A Noël, les coutumes étaient relativement similaires. Je doute pourtant d'une quelconque connivence entre les mœurs nordistes et pinoys. A moins qu'elles ne viennent communément du XVIe siècle et de l'envahisseur espagnol.

Bombance ou agape ne sont pas les termes qui me viennent à l'esprit. Elles revêtent un caractère trop festif ou religieux pour refléter la réalité du goinfrage. Si le petit Jésus attendait son heure pour aller crécher, on ne peut pas dire que l'ambiance était à chanter des hymnes à son nom. A défaut d'entendre les chœurs à la gloire du divin Enfant, j'avais le droit à Raoul de Godewarsvelde et ses Capenoules et, en ambiance de fond, aux hurlements de mon papa qui n'avait toujours pas compris la technique d'ouverture des huîtres.

Balafrage donc, un inventaire à la Prévert de tout ce que le Créateur a pu mettre à disposition pour honorer la naissance de son fils. Il était hors de question de refuser le moindre plat. Le gavage menaçait, le pouce et l'index pinçant les narines pour permettre de me sustenter. Foie gras, œufs de lompe, fruits de mer, escargots, œufs de caille, cuisses de grenouilles, saumon fumé, pâté en croûte, boudin blanc de Rethel, dinde farcie, maroilles, roquefort, livarot, bûche glacée, tout y passait. J'avais lu dans un livre acheté au Struthof que des déportés étaient morts à la libération d'une suralimentation trop brutale. J'avais l'impression que mon estomac allait exploser et je craignais de rejoindre les urgences. Il restait l'alternative d'aller mettre la tête dans les toilettes pour éviter toute susceptibilité.

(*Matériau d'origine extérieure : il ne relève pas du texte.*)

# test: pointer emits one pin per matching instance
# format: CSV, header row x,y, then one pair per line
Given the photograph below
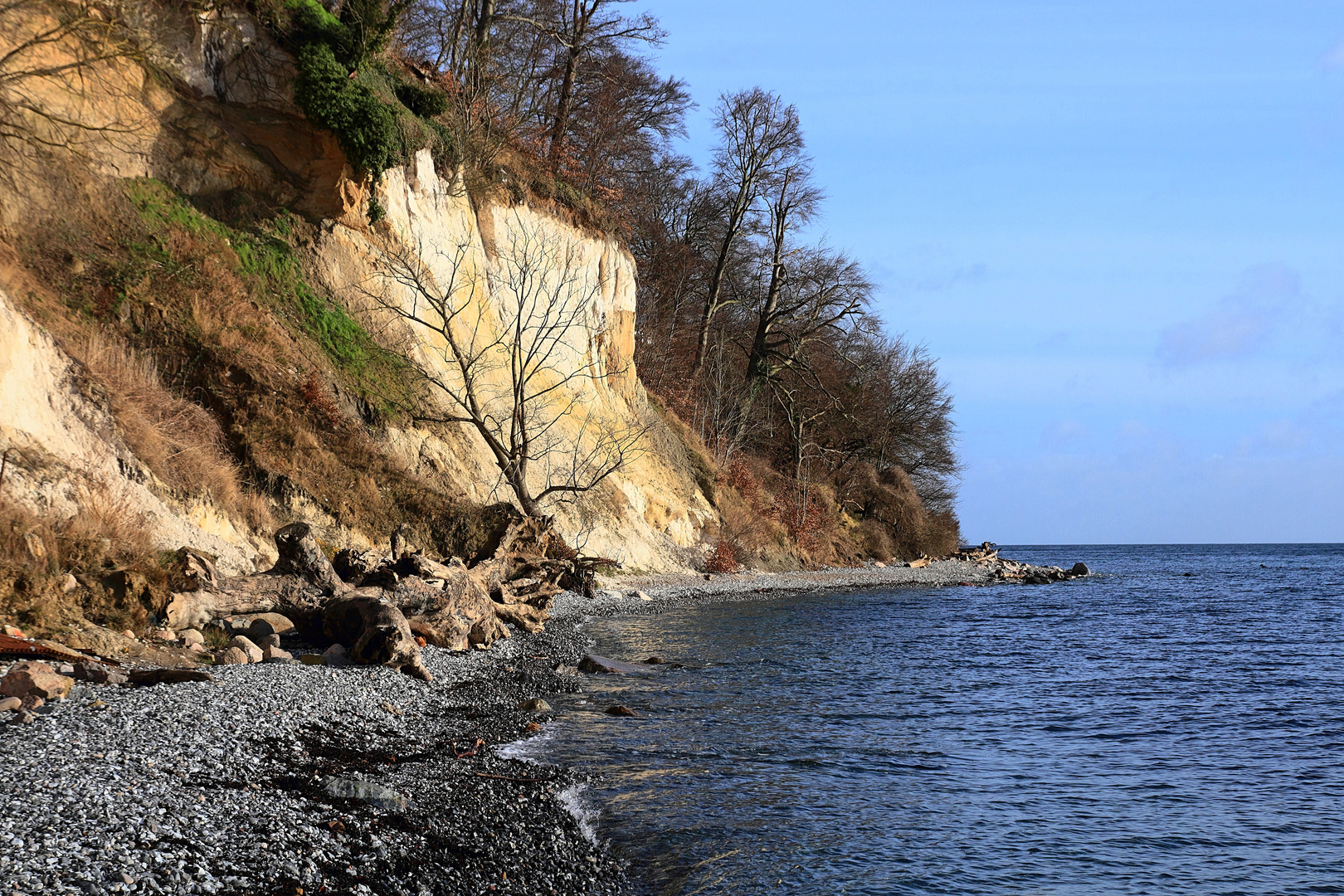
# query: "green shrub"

Maman me rappelait fort chrétiennement que des enfants mourraient de faim de l'autre côté de la planète et qu'aucun gâchis ne serait toléré.

Il y avait la consolation télévisuelle. Après le club des cinq et Fantomas, le petit lord Fauntleroy me faisait partager les sévérités de son grand-père. Et inévitablement arrivait le grain de sable.

Je n'ai pas le souvenir d'avoir attendu minuit. Ah si, une seule fois. Celle où nous étions invités pour la veillée chez les Coutant, nos voisins bouchers chevalins. A la messe, ils étaient tellement cuits que l'allée centrale n'était pas suffisante pour accueillir leur allure titubante. Mais d'ordinaire, deux solutions s'offraient à nous. Le moindre mal était que mon papa repus s'affaisse dans son fauteuil et j'allais me coucher discrètement. A défaut, il s'arrangeait toujours pour trouver un prétexte à engueulade pour éviter l'heure fatale ou nous aurions à nous embrasser.

Ca évitait au moins le triste constat que le Père Noël avait une nouvelle fois perdu notre adresse.